Il rispetto dev’essere  accompagnato dalla fiducia piena, filiale e una grande apertura del cuore sincero e la fedele, disposto ad esprimere apertamente le cose buone e quelle cattive, senza pensarci troppo e senza nascondere le tentazioni e le debolezze, i desideri ed i propositi, le buone opere e le intenzioni, in poche parole tutto ciò che riguarda il bene dell’anima. Quanto più il padre ci conosce, tanto più gli è facile darci sagge indicazioni, incoraggiamenti, consolazione, per rafforzarci, consolarci e guidarci. Le persone timide parlino delle loro difficoltà e quelle invece inclini a parlare troppo che non trasformino la direzione spirituale in una pia chiacchierata ma si limitino a riferire il necessario.

Se si vuole che la direzione sia vera, occorre l’obbedienza al padre spirituale. Non c’è niente di peggio che eludere al direttore spirituale le proprie emozioni ed opinioni. Non c’è niente i più dannoso per l’anima perché, cosi facendo, non si cerca la volontà di Dio ma quella propria, inoltre si elude un mezzo divino per scopi egoistici. L’unico desiderio nostro dev’essere quello di conoscere la volontà divina, tramite l’obbedienza al nostro direttore spirituale, invece di costringerlo a ricorrere all’autorità con i mezzi più o meno convincenti. Si può ingannare il padre spirituale, ma non Colui il cui posto egli sostituisce. Se vediamo che un certo consiglio ci risulta difficile od impossibile da realizzare, dobbiamo dirglielo con semplicità. Il direttore può sbagliare, ma noi non sbagliamo quando gli siamo obbedienti. Se ci consigliasse qualcosa che va contro la fede o il decoro, allora bisogna cambiare il direttore.

Si può cambiare il direttore soltanto per una ragione grave e dopo matura riflessione perché occorre una continuità della direzione, cosa che diventa impossibile se il direttore viene cambiato di frequente.

Alcune anime vorrebbero tale cambiamento solo per la curiosità di conoscerne un altro. Questo accade particolarmente quando un direttore continua a ripetere gli stessi consigli spiacevoli per la natura dell’anima guidata. Altre invece desiderano cambiare per personale instabilità, superbia, una certa scontentezza permanente  per quello che hanno, per il desiderio di aprirsi ai vari confessori, volendo attirare attenzione, per vergogna o semplicemente per nascondere al confessore  alcune debolezze umilianti. Questi sono motivi non validi e bisogna combatterli, 
se si vuole progredire con coerenza e costanza nella vita spirituale.           

La Chiesa sempre di più insiste sulla libertà dell’anima nella scelta del confessore.

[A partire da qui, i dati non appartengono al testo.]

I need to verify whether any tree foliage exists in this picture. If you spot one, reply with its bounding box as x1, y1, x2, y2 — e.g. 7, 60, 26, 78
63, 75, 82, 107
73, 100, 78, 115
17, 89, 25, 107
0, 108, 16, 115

Le opinioni però variano, fino a non riconoscere la direzione spirituale e a rigettare le sue condizioni. Chi non riconosce la direzione spirituale, rifiuta il progresso spirituale e allo stesso modo la santità, perché solo in casi eccezionali, quando vengono a mancare i direttori, lo stesso Dio diventa il padre spirituale delle anime elette.

Quando ci sono le ragioni sufficienti per cambiare il direttore, non bisogna ritardare ad andare da un altro.Tale ragioni possono essere seguenti: quando, nonostante gli sforzi, non siamo in grado di avere rispetto, di essere aperti e fiduciosi nei confronti del direttore, perché allora sarebbe  impossibile usufruire dei suoi consigli, quando veniamo a sapere che il direttore ci allontana dalla perfezione a causa delle sue idee troppo mondane, oppure per la sua simpatia troppo vivacemente visibile, con prove palesi in alcune circostanze; quando siamo sicuri che al direttore mancano scienza, prudenza e previdenza necessarie. Per poter cambiare il direttore non occorre sapere che le nostre accuse sono giuste od ingiuste, basta che ci portano danno.

Queste riflessioni mi sono venute in mente all’approssimarsi della ricorrenza della festa di Cristo Re. Condividendole insieme a voi, vi auguro che Cristo, tramite i direttori spirituali, regni nei cuori degli adoratori della Misericordia e a loro doni la Sua benedizione.